Protagonist
Scout Finch
Scout tells the story, but that by itself isn’t enough to make her the protagonist. She also
is the story: while many of the novel’s major events happen around her rather than to her, it’s her coming-of-age that brings these events together into a narrative. Other characters also develop and change over the course of the story – Jem, Atticus, even Aunt Alexandra – but the novel keeps coming back to Scout, and how these changes affect her own path towards adulthood.
Antagonist
Bob Ewell
Ewell is nasty. He doesn’t have one redeeming characteristic.

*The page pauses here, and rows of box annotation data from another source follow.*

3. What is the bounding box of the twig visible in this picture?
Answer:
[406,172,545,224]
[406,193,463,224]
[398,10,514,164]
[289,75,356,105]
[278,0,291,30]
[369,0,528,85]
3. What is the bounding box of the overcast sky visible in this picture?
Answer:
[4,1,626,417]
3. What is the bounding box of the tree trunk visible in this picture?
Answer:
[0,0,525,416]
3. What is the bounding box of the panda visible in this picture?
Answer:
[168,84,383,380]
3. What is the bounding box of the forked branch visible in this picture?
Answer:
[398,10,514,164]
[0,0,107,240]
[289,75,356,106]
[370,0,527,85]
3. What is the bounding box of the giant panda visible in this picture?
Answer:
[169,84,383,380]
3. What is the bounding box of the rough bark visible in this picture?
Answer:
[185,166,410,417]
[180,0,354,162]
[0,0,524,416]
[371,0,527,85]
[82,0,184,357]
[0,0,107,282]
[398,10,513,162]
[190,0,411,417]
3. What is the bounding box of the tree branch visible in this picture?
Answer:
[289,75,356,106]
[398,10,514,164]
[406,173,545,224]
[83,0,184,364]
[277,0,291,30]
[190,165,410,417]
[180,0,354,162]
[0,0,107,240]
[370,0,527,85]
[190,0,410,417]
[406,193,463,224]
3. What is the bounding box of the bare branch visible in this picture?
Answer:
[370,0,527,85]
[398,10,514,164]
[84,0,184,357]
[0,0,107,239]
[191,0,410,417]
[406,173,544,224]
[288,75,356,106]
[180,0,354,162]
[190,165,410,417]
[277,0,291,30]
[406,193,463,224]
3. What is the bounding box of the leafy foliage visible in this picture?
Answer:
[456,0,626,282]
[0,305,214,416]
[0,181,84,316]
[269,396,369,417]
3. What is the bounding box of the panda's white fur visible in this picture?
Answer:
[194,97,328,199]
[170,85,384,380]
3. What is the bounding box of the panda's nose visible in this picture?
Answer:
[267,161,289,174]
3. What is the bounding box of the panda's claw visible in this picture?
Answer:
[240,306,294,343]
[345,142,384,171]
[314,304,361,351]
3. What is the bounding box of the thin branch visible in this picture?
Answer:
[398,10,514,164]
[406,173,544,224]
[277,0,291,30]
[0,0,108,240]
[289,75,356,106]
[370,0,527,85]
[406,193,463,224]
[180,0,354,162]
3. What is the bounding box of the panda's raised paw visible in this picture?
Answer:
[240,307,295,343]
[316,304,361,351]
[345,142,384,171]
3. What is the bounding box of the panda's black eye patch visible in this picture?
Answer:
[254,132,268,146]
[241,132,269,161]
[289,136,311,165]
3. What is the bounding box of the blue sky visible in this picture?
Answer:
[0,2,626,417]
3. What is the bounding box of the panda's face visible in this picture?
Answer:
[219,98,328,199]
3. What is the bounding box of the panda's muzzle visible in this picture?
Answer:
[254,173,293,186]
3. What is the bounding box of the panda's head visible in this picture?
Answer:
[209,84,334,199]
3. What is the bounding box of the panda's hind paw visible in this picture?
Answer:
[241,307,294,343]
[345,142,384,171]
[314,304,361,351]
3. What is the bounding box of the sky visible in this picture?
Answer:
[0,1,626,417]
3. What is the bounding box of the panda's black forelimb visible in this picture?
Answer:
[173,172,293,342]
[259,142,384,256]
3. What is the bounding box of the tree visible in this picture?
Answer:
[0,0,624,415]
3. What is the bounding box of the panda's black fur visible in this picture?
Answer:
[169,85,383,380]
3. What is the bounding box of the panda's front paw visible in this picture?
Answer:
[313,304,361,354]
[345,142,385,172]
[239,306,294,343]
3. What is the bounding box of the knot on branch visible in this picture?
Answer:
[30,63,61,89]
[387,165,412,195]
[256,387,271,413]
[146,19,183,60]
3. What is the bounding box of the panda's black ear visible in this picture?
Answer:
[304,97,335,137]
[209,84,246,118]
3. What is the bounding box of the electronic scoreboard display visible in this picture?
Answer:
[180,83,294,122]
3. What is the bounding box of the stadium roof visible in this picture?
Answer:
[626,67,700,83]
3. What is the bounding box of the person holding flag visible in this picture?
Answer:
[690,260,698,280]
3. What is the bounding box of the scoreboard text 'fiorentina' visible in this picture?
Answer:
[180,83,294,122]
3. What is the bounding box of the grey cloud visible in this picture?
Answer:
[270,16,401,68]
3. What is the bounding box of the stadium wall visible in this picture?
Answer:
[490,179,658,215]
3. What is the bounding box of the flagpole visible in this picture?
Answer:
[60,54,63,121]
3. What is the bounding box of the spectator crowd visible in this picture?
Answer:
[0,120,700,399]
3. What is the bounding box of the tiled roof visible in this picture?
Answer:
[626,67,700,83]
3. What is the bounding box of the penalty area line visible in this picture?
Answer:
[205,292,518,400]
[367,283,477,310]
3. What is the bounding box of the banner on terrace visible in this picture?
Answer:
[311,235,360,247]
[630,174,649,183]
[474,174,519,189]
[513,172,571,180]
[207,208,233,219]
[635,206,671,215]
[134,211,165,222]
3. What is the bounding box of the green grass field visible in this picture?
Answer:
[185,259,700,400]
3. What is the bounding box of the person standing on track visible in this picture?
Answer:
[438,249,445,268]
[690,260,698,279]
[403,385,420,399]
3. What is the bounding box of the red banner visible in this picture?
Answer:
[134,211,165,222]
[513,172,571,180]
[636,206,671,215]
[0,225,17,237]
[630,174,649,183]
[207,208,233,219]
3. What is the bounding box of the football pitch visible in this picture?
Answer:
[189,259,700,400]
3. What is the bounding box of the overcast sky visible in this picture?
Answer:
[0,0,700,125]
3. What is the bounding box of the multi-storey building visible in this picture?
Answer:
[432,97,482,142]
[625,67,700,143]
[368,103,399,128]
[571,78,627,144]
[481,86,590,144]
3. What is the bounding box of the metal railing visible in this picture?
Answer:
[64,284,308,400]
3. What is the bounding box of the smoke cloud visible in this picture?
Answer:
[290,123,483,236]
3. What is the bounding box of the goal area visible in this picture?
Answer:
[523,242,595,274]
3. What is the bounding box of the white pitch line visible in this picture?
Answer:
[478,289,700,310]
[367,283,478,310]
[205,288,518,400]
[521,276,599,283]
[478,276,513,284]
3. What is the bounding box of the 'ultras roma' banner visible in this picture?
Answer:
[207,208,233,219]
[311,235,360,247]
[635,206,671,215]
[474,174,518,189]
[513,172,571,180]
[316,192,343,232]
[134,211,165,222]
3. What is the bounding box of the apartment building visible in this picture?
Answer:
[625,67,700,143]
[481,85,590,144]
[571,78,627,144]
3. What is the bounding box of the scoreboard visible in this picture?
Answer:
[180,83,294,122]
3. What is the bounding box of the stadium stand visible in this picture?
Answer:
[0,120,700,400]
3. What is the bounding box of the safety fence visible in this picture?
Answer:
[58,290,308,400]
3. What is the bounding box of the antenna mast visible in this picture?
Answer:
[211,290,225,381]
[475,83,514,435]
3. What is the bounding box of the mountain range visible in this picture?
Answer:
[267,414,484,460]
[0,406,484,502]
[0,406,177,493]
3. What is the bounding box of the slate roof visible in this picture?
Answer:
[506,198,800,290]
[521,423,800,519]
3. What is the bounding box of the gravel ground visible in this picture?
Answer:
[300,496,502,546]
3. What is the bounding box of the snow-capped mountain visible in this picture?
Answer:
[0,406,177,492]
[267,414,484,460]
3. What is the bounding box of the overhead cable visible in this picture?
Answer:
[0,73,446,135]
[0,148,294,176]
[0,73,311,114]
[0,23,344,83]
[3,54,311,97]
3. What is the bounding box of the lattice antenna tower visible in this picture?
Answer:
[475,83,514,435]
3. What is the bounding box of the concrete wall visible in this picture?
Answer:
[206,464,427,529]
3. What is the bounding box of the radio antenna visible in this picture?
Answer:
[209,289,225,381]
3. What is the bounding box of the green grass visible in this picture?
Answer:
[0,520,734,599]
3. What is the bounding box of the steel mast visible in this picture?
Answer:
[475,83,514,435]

While Mayella is the one whose actions first get Tom into trouble, Ewell is the one who makes sure that that trouble snowballs into a court case, conviction, and execution. Even after the case is over, Ewell keeps going after Atticus, Judge Taylor, and Helen Robinson, and finally almost kills the Finch kids. Heck Tate probably wasn’t exaggerating when he said the ladies of Maycomb would bury Boo in cake for taking Ewell out: this guy is bad news without a glimmer of good.
Guide/Mentor
Atticus Finch
As their father, Atticus is supposed to provide guidance to Jem and Scout, but he does an exceptionally good job of it. He isn’t afraid to speak honestly to his kids, and even explains what rape is to Scout when she asks. Atticus not only talks to his children about what he wants to teach them and why, he also tries to provide a good example to them in his own conduct. In practicing what he preaches, Atticus shows his kids that such behavior is not only desirable, but possible. And as the ethical center of the book, Atticus gives the reader a moral compass with which to navigate the shifting sands of Maycomb values.
Foil
Tom Robinson/Boo Radley
At first glance, Tom and Boo seem very different: one lives with his wife and children among friends, the other lives in isolation with his taciturn brother. One has his fellow churchgoers take up a collection on his behalf, while the other has no one think much about him except some curious kids. But dig deeper, and Tom and Boo start to look more similar: both are disabled in some way (Tom’s crippled arm, Boo’s crippling shyness), both are innocents with a bad reputation, and both are compared to mockingbirds. Perhaps most tellingly, Tom and Boo both serve as scapegoats for their community, being blamed for things they didn’t do. As foils, they reveal less about each other than about the community they live in, and suggest that the people a community includes say less about it than those whom it excludes.